Disco Boy - the post-colonial dreamscape

Disco Boy is a film that deals with a wide number of topics in a short span. A conradian dream about post-colonial identities, it is one of the biggest revelations of this year's Berlinale.

A french-german co-production directed by a debutant italian filmmaker is in itself multifaceted as its story. Giacomo Abruzzese directs Franz Rogowski in the role of a belarus emigrant who joins the french légion étrangère to obtain citizenship. Disco Boy is definitely not to be described as a simple drama about migrations. Its story reminds of the clash between Europe and colonial Africa featured in Joseph Conrad's novels, such as Heart of Darkness, yet the style, the surreal sense of cohesion and meaning conveyed in the most unlikely manners, makes Disco Boy rather feel like Conrad on acid. Between shifting storylines that eventually intertwine, shifting tones, from the most average european realist cinema to the most stylish neon-craze that reminds of Nicholas Winding Refn's films.

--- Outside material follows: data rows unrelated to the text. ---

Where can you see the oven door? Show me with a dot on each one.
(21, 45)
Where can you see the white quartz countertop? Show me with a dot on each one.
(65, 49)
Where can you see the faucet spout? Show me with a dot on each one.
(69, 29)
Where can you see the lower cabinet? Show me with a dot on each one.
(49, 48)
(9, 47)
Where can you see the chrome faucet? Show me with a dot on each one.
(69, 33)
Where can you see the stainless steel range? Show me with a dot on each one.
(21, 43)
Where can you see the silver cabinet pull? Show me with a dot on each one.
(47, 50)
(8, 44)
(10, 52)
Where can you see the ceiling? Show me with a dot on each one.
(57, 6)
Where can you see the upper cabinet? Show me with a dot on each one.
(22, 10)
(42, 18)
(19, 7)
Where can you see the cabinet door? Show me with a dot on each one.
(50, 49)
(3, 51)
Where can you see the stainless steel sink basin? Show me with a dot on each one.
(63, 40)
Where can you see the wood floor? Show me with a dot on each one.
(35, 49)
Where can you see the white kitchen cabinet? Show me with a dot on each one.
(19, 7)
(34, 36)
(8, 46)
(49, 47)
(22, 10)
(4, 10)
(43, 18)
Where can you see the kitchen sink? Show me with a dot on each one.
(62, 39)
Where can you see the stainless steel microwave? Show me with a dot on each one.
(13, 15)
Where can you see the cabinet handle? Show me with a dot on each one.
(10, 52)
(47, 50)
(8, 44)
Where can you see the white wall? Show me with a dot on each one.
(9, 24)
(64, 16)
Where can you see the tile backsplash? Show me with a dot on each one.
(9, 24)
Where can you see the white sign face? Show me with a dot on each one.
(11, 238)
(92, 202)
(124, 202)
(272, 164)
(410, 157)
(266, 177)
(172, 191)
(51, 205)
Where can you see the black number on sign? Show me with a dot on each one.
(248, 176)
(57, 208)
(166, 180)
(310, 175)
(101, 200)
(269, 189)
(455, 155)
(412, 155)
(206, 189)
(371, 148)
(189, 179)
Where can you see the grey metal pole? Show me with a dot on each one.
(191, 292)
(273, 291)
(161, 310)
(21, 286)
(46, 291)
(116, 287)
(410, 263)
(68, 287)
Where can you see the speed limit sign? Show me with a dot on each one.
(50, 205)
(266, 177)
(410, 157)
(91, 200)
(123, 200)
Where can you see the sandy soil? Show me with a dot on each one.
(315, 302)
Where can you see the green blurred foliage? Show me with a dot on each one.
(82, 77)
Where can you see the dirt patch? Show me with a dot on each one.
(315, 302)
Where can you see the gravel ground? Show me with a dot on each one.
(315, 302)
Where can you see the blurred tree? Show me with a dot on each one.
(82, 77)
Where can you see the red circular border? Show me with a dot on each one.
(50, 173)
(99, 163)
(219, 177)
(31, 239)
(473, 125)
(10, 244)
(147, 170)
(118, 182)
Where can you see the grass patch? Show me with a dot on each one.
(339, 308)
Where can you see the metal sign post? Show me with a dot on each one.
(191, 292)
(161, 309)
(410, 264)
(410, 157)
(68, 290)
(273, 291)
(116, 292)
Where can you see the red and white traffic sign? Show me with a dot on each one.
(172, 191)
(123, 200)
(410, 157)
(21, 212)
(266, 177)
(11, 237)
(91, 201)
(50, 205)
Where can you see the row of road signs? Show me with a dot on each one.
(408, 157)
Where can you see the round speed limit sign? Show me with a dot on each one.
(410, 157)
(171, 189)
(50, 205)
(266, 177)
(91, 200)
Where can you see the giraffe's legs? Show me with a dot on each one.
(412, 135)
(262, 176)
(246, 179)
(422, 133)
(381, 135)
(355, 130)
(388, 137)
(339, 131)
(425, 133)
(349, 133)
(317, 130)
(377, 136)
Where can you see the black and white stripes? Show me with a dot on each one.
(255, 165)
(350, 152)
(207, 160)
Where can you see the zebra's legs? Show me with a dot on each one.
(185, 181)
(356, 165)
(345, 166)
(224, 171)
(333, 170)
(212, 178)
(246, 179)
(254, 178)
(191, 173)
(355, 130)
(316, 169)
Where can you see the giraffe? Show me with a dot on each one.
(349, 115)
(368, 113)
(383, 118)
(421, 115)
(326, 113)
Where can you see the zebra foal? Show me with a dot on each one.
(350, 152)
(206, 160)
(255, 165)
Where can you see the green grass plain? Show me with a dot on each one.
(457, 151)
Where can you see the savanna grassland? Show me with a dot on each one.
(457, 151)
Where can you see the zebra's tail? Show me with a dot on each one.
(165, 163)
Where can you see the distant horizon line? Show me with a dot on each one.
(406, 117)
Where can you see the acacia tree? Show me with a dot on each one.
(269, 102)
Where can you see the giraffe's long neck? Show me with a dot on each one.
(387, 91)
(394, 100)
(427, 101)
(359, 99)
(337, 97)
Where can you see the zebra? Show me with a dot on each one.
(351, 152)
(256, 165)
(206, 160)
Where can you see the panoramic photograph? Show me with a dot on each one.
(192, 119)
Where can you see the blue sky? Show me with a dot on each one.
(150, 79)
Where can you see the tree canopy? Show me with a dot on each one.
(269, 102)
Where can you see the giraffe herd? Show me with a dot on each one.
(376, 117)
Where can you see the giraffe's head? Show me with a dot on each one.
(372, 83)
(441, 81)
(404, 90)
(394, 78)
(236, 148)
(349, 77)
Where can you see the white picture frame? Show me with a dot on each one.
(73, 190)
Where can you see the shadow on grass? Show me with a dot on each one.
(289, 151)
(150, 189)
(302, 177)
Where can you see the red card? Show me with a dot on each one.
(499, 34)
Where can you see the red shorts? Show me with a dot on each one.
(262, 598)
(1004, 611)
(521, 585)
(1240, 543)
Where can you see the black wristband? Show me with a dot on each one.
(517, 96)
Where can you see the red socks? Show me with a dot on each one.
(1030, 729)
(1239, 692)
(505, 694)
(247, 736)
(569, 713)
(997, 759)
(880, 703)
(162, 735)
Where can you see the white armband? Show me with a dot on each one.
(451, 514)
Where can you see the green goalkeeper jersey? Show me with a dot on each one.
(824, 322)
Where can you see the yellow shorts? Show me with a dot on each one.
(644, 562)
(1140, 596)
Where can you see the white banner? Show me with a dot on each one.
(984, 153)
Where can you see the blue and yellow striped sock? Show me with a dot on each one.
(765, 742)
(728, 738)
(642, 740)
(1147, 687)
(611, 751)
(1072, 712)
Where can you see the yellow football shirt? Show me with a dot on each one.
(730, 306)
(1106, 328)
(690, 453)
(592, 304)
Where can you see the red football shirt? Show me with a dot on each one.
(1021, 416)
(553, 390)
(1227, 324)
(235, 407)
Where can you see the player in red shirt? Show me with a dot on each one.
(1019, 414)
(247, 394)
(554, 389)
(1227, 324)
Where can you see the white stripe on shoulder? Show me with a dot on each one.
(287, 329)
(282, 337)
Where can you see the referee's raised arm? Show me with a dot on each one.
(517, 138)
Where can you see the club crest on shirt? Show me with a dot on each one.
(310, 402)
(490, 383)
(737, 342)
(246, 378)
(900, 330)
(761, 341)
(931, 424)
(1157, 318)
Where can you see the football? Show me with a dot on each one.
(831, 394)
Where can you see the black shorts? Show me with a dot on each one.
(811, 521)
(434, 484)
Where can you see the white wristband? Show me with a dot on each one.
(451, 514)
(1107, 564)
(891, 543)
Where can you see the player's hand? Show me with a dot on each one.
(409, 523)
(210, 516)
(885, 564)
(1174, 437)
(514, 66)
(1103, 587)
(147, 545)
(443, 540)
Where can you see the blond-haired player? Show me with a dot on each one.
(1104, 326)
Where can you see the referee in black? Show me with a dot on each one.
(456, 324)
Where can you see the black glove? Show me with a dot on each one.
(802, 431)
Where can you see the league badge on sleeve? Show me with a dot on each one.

Identity is central to the film, devoid of the most typical politicised declamation, played rather as an artistic-narrative escamotage, as a study of doubles and opposite roles that aims to describe the multiple reality of the western-Europe-dependent portion of the world. In this sense, Disco Boy is a post-colonial work. Despite directed by an european, it focuses on the lasting effects that colonialism still has nowadays, the presence of the western multinational companies acting in no different way to how the european nations did directly in the past. Even with such a loaded geopolitical commentary, viewing Disco Boy does not feel declamatory or ideological in nature. The protagonist's journey has something metaphysical, aethereal to itself, rather than being socially grounded.

Disco is the perfect blend between a dense artistic form and an equally deep meditation on society, and one of the most unique debuts in terms of its intentions.